Biography: David W. Green, MB BS (Hons) FRCA MBA, was born on 5 March 1950. He graduated MB BS with honours from Kings College Hospital (KCH) Medical School, London in 1973. He undertook training in anaesthesia, intensive care, and pain relief in London and, following 1 year as Assistant Professor in the University of Texas South-Western Medical School in Dallas, he was appointed consultant in anaesthesia and intensive care at KCH in 1980. A keen interest in IT led him to obtaining an MBA in technology management from the Open University in 1999. His main interest has been in multimodal monitoring of high-risk surgical patients undergoing major surgery.
Biography: Professor Julian F.R. Paton, BSc(Hon) PhD FRSNZ, was born on 21 June 1962. He graduated from the University of Birmingham in 1984 (Biological Sciences, Physiology). His PhD was obtained from the University of London (Royal Free Hospital, London) in 1987. After a post-doc in London, he trained at Du Pont de Nemours, Delaware and the University of Washington in Seattle, USA (1989–1991). He was awarded an Alexander von Humboldt Fellowship (1992–1994) to train at the University of Goettingen and subsequently a British Heart Foundation Fellowship (1994–2004), which allowed him to initiate his independent career at the University of Bristol. After 24 years, he transferred to the University of Auckland, New Zealand (2017) and became a Fellow of the Royal Society of New Zealand in 2021. His research has centred around neural coupling of the cardiovascular-respiratory system in health and disease resulting in putative new ways to treat hypertension and a novel pacemaker for heart failure.

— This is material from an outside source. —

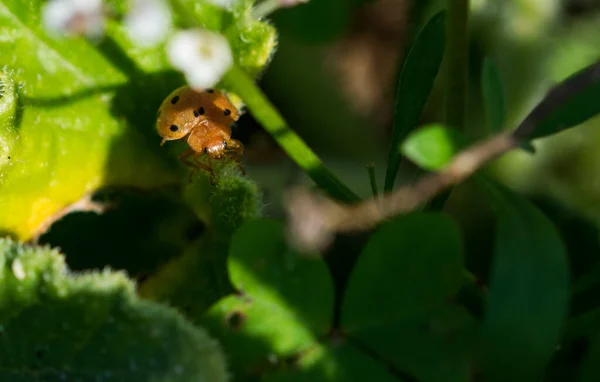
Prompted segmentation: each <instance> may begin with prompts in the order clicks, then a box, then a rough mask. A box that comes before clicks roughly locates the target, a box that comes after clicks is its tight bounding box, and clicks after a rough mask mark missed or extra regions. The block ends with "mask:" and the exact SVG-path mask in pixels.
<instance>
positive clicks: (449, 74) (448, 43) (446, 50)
mask: <svg viewBox="0 0 600 382" xmlns="http://www.w3.org/2000/svg"><path fill="white" fill-rule="evenodd" d="M446 4H447V5H446V7H447V10H448V21H447V24H446V89H445V91H446V94H445V107H446V108H445V111H446V124H447V125H448V126H449V127H452V128H454V129H457V130H459V131H462V132H466V131H465V130H466V126H465V121H466V113H467V83H468V71H469V60H468V54H469V35H468V25H469V0H446Z"/></svg>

Biography: Dr David J. Collier, MBBS PhD (Barts) was born on 16 December 1964. Infected, during his BSc year (UMDS Guys/StThomas'), with enthusiasm for cardiorespiratory control physiology (David Band, Chris Wolff, and Jennifer Angell-James), he won one of the first Wellcome Prize PhD studentships which delayed clinical graduation until 1992 (PhD examined by K.M. Spyer and P. Sleight). He led research teams on altitude physiology in Nepal on Chamlang (1991) and the British Mount Everest Medical Expedition in 1994 with Dr Andrew Pollard. He set up the William Harvey Clinical Research Centre for Sir Mark Caulfield and led top-recruitment contributions to landmark cardiovascular outcome trials such as ASCOT and BHF PATHWAY 2 and lesser roles in ILLUMINATE, FOURIER, SPIRE, and CANTOS. He is currently running a remote care trial PERSONAL-COVIDBP and is Deputy Director of Barts Clinical Trials Unit (UKCRC registered 04).